An 8% annual increase in Social Security benefits is a big reason to delay filing for benefits. There are other considerations. Here are five things to consider when deciding on the right age to start collecting benefits.
Earning a wage may reduce your benefit temporarily if you take Social Security early. If you’re still employed and you haven’t reached your full retirement age, $1 in benefits will be deducted for every $2 you earn above the annual limit ($17,040 individual in 2018).
Starting the month you reach your full retirement age, your benefits are no longer reduced regardless of how much you earn. You will still get credit for those earnings and the SSA will recalculate your benefit when you reach full retirement age.
There is no reason why you cannot claim early and invest that money in real estate, stocks, bonds or anything else that may be a sound investment. For instance, if you claim early, invest in the stock market and average an 8% annual return – which is far from guaranteed – you will almost certainly come out ahead compared with claiming late, according to an analysis by Dan Caplinger, director of investment planning for Motley Fool. This strategy has risks and does not work for most people, but it is important to know this is an option if you are one of the few savvy investors.
Your Family History
If you come from a long line of nonagenarians and you expect to live a long life as well, then waiting to file may be a better option. Heftier Social Security checks will be crucial if it is likely that you will outlive your other sources of income.
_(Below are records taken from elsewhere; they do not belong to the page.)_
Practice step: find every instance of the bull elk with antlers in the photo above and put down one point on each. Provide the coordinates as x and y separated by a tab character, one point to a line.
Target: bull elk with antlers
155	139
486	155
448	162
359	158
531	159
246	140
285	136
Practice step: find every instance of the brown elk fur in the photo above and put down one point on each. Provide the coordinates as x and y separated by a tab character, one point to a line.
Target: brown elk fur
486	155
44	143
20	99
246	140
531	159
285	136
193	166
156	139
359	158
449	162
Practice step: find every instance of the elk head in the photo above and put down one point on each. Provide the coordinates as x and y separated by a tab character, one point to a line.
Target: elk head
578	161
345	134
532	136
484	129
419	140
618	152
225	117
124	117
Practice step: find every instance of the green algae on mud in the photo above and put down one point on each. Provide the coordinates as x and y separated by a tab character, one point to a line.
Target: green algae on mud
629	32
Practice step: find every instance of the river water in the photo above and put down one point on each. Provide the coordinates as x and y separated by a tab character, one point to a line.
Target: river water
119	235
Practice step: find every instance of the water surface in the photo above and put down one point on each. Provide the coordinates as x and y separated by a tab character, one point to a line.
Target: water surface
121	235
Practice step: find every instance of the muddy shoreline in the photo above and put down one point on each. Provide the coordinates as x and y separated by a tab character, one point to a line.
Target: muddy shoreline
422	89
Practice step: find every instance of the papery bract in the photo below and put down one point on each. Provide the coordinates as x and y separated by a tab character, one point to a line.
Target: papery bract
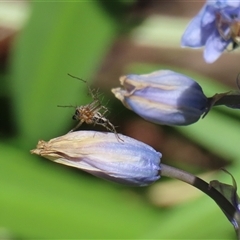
163	97
204	30
102	154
However, filing early can make things easier if you’re dealing with expensive health issues. If you believe those health problems will shorten your average life span, then waiting to take benefits may not make sense for you.
Spouses who did not earn enough credits to qualify for Social Security on their own are eligible to receive benefits starting at age 62 based on their spouse’s employment history. As with claiming benefits on your own record, your spousal benefit will be reduced if you claim benefits before reaching full retirement age. The highest spousal benefit you can receive is fifty percent of the benefit your spouse is entitled to at their full retirement age.
Make an Informed Decision
You don’t have to claim Social Security benefits just because you turn 62. If you are in good health and have other sources of income to keep you going, then waiting until you are 70 may be the best thing for you. This ensures the maximum payment for yourself and secure the maximum payment for your spouse. Ideally, your Social Security benefits should be one of several sources of income which you have set up over the course of your lifetime. One of the best ways to make an informed decision about retirement planning is by consulting a financial advisor and a licensed attorney to ensure your hard earned money continues to grow and is legally protected.